PDF will have the following header -

25 50 44 46

AND it will have one of the following trailers -

• 0A 25 25 45 4F 46 (.%%EOF)
• 0A 25 25 45 4F 46 0A (.%%EOF.)
• 0D 0A 25 25 45 4F 46 0D 0A (..%%EOF..)
• 0D 25 25 45 4F 46 0D (.%%EOF.)

So far I have the skeleton code that will perform this check -

** EDITED TO REFLECT ANSWER **

public boolean confirmAttachmentAuthenticity(ProposalDevelopmentForm form, String mimeType) {
    boolean authentic = true;
    // Case:  User is attempting to upload a "PDF" document
    if (mimeType.equals(ADOBE_PDF_CONTENT_TYPE)) {
        try {
            InputStream inputStream = form.getNewNarrative().getNarrativeFile().getInputStream();
            PdfReader pdfReader = new PdfReader(inputStream);
            int numberOfPages = pdfReader.getNumberOfPages();
            if (numberOfPages > 0) {
                // Success - valid PDF
                info(form.getNewNarrative().getNarrativeFile().getFileName() + " validated authentic Adobe PDF file");
            }
        }
        catch(IOException ioe) {
            // Failure - masquerading PDF
            authentic = false;
            info(form.getNewNarrative().getNarrativeFile().getFileName() + " is not an authentic Adobe PDF file.");
            reportError("newNarrative.narrativeFile",
                KeyConstants.ERROR_ATTACHMENT_PDF_NOT_AUTHENTIC,
                form.getNewNarrative().getNarrativeFile().getFileName());
        }
        catch (Exception e) {
            // Failure - other causes
            authentic = false;
            info(form.getNewNarrative().getNarrativeFile().getFileName() + " could not be authenticated at this time.");
            e.printStackTrace();
            reportError("newNarrative.narrativeFile",
                KeyConstants.ERROR_ATTACHMENT_TYPE_CORRUPTED,
                form.getNewNarrative().getNarrativeFile().getFileName());
        }
    }
    // Case: User is attempting to upload an "EXCEL" spreadsheet
    else {
        try {
            InputStream inputStream = form.getNewNarrative().getNarrativeFile().getInputStream();
            POIFSFileSystem fileSystem = new POIFSFileSystem(inputStream);
            HSSFWorkbook workBook = new HSSFWorkbook(fileSystem);
            int numberOfSheets = workBook.getNumberOfSheets();
            if (numberOfSheets > 0) {
                // Success - valid Excel Spreadsheet
                info(form.getNewNarrative().getNarrativeFile().getFileName() + " validated authentic MS Excel file");
            }
        }
        catch(IOException ioe) {
            // Failure - masquerading XLS(X)
            authentic = false;
            info(form.getNewNarrative().getNarrativeFile().getFileName() + " is not an authentic MS Excel file.");
            reportError("newNarrative.narrativeFile",
                KeyConstants.ERROR_ATTACHMENT_XLS_NOT_AUTHENTIC,
                form.getNewNarrative().getNarrativeFile().getFileName());
        }
        catch (Exception e) {
            // Failure - other causes
            authentic = false;
            info(form.getNewNarrative().getNarrativeFile().getFileName() + " could not be authenticated at this time.");
            e.printStackTrace();
            reportError("newNarrative.narrativeFile",
                    KeyConstants.ERROR_ATTACHMENT_TYPE_CORRUPTED,
                    form.getNewNarrative().getNarrativeFile().getFileName());
        }
    }
    return authentic;
}

I'm thinking the best approach would be use the BinarySearch method to do this.
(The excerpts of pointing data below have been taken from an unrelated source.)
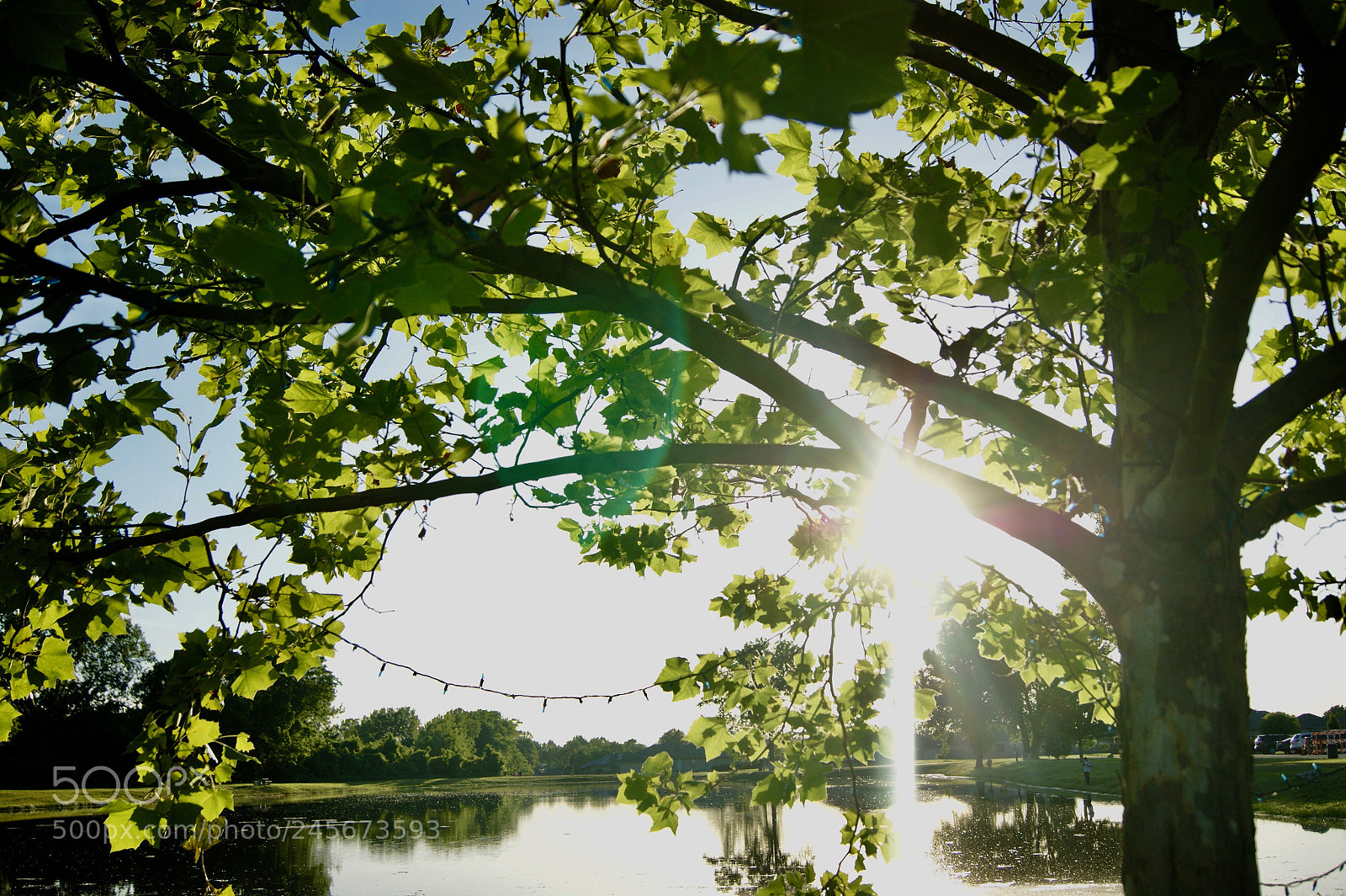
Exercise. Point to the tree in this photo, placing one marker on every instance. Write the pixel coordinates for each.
(670, 738)
(287, 723)
(400, 723)
(1084, 314)
(1279, 724)
(973, 691)
(84, 723)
But, I've also read some posts where people have suggested converting the fileData into a string and then using regular expressions.

Any thoughts would be appreciated.

Bonus points if you can help me start filling in my skeleton code for either case. My bit-wise logic knowledge is rusty. That's what I get for coding mostly high level client side code for the past year.

Answer 1

Do never trust incoming requests from clients, headers values could be changed and it doesn't reflect what is in the body of the request .

use instead a third parties libraries to check if the file is a PDF or Excel or something else.

to check if a document is a PDF try for example to open it using iText, and for Excel try to open it using Apache POI.